"Let's face it. We're not changing the world. We're building a product that helps people buy more crap -- and watch porn." - Seagate CEO Bill Watkins
These days, as I have noted previously, we are facing a global crisis regarding the viability of the Internet infrastructure. Zombie networks threaten to overwhelm not only mail servers but actually destroy the connectivity of companies, TLDs, even countries. The bad guys are winning, in short.
But it occurs to me that this, like Killer Bees and Global Warming, the net zombie crisis is the result of the incredible optimism of mankind when it comes to technology. We love to adopt (well, ok, buy) new gizmos that make our lives easier, more fun, warmer, faster and so on.
The problem is the people who invent stuff are quickly over-run by the people who sell stuff, and the people who want to tell you to buy stuff, and we are off to the races.
Killer Bees were the result of African bees being bred with South American Honey Bees to better their honey output. Whoops, the result became meaner, too.

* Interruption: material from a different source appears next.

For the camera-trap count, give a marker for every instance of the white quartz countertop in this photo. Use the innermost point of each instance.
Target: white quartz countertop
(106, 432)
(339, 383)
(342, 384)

Global warming is, in part (how much is up for debate, admittedly) being contributed to by coal-fired smoke-belching electrical plants, airplanes, cars and trucks, wood-burning stoves, and Argentinean cows farting too much. All that technology that sprang from the industrial revolution has had a deleterious effect on the global environmental infrastructure. We never paused to consider the consequences of what would happen if everyone had a car, a refrigerator, and an air conditioner. Such is human nature.
So too with spam. The original email network was set up so any server would happily, collaboratively mail email to a receiving machine; if your local server was down, no problem, you’d use your neighbour’s outbound mail server, without even asking permission. That quickly became a problem when people abused the communal spirit.

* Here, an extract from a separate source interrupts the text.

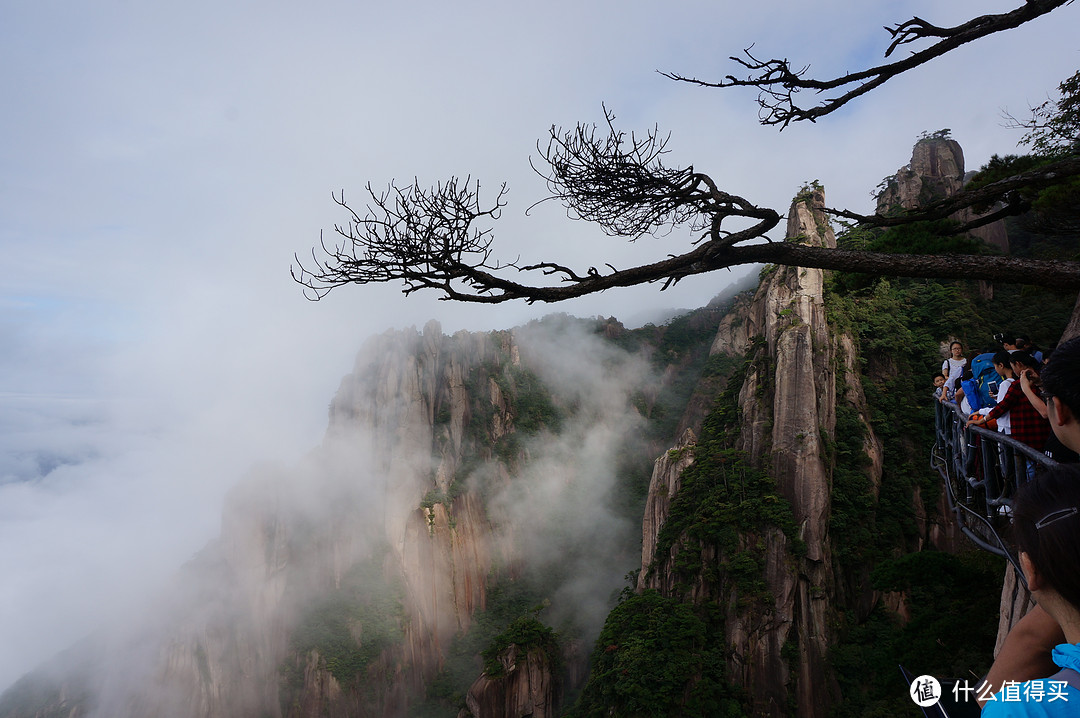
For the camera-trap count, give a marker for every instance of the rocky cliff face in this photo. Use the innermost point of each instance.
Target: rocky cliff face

When the World Wide Web came into being in the early 90s, I dragged people into my office and pointed at a screen with a couple of molecules and some text surrounding them. ‘Do you see? This is going to bring the Internet to your Mom’ I exclaimed happily. Well, your Mom is now on the net, and she might even be featured on a MILF site.
So what of Web 2.0? The user-published interactive everyone-has-an-opinion blogo-podo-vodosphere?
I’m having a bit of a debate with the CEO of the company I work for, Return Path’s Matt Blumberg. He thinks that RSS, Pod-and-video-casting are the great new untapped vista of advertising channels. Admittedly, his statements are way more nuanced than that.
I agree that advertisers will try, but I have my doubts if consumers will buy. When I challenged Matt on this, his main answer was relating the notion of consumer distaste of ads being thrust in the virgin territory of Web 2.0 back to the example of the web and email in 1995 when they first became channels of ad distribution, and there was much gnashing of teeth and rending of clothes by end-users.
Quite right, but the naysayers at the time were the real early-adopters of the net – the grey beards. The mass incursion of neophyte users that followed were those who didn’t know a world without any ads related to net content, and they accepted it all as status quo.
To my eye, what we have now is a completely different scenario where consumers are burnt out and fed up with spam, adware, pop-ups, skyscrapers, pop-unders et alia intruding into the end-user experience.
I believe the Web 2.0 technologies will demand more subtlety when it comes to their use as an advertising medium if they are to be successful mediums.
A great example of this are the vodcasts HBO has done for their series Deadwood and Rome, with behind the scenes commentary, cast interviews and the like – basically building huge pop for the shows on a pre-release schedule which then overlaps with the first few weeks’ broadcasts.
RSS – well, that’s a tough nut to crack for advertisers (let me get this out there right away and say I know how the publishing business works; newspapers provide content so you will at the ads, for example, and completely agree with the notion that folks should have to pay to enjoy content, one way or another either by subscription or my advertising underwriting). Problem is, an RSS reader makes it pretty darned explicit what the various articles are and if something looks like an ad, it is likely to be ignored.
So, is Web 2.0 going to be killer app or killer bee? Only time will tell, but I’m thinking mostly the former instead of the latter, and there will be a revolution in the ranks if advertisers take a hammer-down approach to trying to make use of these channels.